How would we do that? I would borrow a page from another sports league: the NHL. I would tell all players that you have to be in or out of the Pro Bowl by 10 pm ET on Conference Championship Sunday. This gives Tom Brady enough time to lose and still pull out [note: along with this rule, I would also add that you have to play in the Pro Bowl to be considered a Pro Bowler. No more bowing out and still getting the honor. I realize that this would hurt some people who miss the Pro Bowl for honest reasons, but it would also put an end to people with no respect for the game and fans getting rewarded. Only exception: players playing in the Super Bowl]. On Monday, I would toss a bone to the red headed step children of NFL broadcasting, ESPN. The two highest Pro Bowl vote-getters – let's just pretend that they were Peyton Manning and Andrew Luck this year – would become Captains of their own team.
So on the Monday Night after the Conference Championship Games, ESPN would broadcast the Pro Bowl draft. The highest vote-getter would pick first (Team Manning) and Team Luck would go second, and they would rotate until they had an entire roster. You would mandate that they could only pick a certain number of players at each position so that the rosters were fairly balanced.

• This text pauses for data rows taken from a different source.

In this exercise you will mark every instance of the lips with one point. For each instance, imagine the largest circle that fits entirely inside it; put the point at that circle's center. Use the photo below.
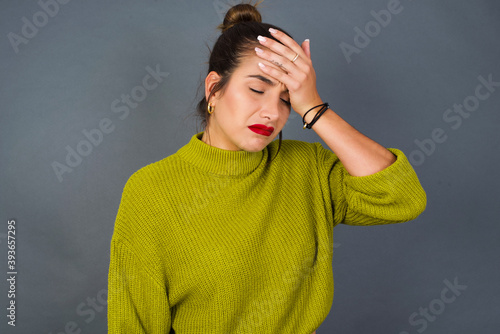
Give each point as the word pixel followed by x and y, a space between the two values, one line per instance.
pixel 261 129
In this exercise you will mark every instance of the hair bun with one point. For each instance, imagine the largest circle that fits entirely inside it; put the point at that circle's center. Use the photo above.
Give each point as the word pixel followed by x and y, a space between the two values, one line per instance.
pixel 240 13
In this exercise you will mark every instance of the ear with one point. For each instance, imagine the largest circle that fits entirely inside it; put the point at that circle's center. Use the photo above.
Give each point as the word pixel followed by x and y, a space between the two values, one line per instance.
pixel 210 81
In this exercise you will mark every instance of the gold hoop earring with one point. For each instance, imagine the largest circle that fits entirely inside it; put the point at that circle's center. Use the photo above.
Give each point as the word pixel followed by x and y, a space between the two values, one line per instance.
pixel 210 109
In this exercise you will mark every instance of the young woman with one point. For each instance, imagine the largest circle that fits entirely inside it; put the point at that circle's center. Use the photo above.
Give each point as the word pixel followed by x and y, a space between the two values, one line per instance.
pixel 233 232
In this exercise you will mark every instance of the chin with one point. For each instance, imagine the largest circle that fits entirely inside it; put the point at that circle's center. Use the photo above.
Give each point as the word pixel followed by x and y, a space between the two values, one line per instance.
pixel 256 146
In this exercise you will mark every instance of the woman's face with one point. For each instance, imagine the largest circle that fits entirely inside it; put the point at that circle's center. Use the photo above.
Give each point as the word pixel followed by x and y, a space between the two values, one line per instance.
pixel 250 113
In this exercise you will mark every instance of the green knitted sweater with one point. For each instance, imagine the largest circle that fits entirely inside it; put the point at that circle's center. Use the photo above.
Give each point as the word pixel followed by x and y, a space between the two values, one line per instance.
pixel 215 241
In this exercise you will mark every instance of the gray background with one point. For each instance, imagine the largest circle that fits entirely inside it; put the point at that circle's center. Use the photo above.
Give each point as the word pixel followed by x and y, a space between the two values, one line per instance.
pixel 396 90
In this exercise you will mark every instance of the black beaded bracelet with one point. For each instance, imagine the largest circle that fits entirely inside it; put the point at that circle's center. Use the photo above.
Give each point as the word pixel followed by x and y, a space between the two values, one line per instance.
pixel 324 108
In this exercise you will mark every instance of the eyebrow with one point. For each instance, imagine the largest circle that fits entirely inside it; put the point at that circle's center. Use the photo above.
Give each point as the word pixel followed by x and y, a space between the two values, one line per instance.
pixel 264 79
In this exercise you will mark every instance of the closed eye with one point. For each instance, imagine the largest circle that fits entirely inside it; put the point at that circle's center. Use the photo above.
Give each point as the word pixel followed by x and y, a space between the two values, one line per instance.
pixel 259 92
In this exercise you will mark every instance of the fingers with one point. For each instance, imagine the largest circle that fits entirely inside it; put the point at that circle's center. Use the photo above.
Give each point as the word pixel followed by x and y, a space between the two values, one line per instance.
pixel 275 59
pixel 288 51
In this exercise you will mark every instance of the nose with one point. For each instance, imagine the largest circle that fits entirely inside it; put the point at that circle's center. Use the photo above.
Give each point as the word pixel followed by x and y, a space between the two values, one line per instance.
pixel 271 109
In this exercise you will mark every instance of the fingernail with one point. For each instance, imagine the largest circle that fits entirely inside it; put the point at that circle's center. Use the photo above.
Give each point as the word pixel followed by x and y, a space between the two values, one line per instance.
pixel 259 50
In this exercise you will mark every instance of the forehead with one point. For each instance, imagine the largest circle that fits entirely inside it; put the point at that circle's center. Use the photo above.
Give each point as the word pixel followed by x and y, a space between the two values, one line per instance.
pixel 250 70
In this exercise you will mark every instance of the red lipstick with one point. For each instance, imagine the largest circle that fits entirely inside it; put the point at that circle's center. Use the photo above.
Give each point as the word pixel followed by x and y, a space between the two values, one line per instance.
pixel 261 129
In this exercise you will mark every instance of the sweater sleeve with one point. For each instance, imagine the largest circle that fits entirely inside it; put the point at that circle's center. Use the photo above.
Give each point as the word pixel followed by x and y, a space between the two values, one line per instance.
pixel 137 296
pixel 136 302
pixel 392 195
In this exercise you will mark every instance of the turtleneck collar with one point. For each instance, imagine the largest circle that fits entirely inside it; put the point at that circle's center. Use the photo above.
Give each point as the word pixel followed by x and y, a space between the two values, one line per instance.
pixel 218 161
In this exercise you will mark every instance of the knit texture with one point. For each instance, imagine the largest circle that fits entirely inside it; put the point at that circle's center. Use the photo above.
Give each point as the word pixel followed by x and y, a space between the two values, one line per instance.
pixel 215 241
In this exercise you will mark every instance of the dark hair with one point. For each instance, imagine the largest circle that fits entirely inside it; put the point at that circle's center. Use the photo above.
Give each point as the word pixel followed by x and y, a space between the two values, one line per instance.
pixel 242 24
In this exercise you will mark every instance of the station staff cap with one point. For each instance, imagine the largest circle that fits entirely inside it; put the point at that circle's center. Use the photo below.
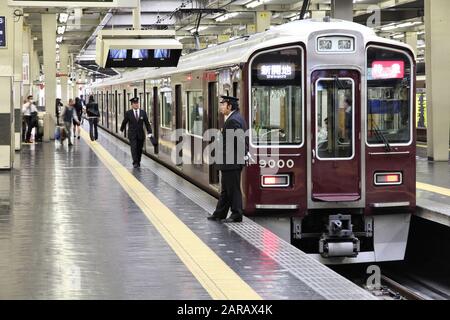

And then we'd have our week of practice. Without coaches. I mean, come on, who cares what the coaches think anyway, right? In my Pro Bowl, the players would be the coaches. And the Captains don't have to be the coaches – although who wouldn't want to see Manning ordering people around – they can appoint coaches if they so desire.
Saturday morning, we would have "Fan Meet and Greets" – where fans could get pictures and autographs from their favorite players. I know, this is actually the most unrealistic part of my plan – fans getting free pictures and autographs? Well, is it really free? After all, these fans paid to fly to and stay in Hawaii, so these pictures and autographs cost them a pretty penny.
On Saturday night, we would bring back the old skills competitions – again, ESPN would get the broadcast rights. The players would be split up into their teams and they would compete in a plethora of drills that showed off everything that makes us marvel at athletes: their speed, quickness, agility, strength.
On Sunday, I would tell them to Brett Favre it – "just have fun out there, boys!" Want to celebrate every play? Go ahead! Want to pull a sharpie out of your socks? Do it! Want to fraternize with the cheerleaders? Encouraged only if we can get a special "Cinemax Camera" sponsorship. But don't take yourself or the game too serious. Score a lot of points, show off your personalities, have fun. I would also look for ways to get social media more involved in the game – I love when fans are able to call the plays from their couch.
At the end of the game, one team will likely have scored a lot and the other team will have likely scored a lot, but not nearly enough to win. Would it matter? No, but it doesn't have to. Sometimes you can just play for the love of the game. Or, God forbid… fun.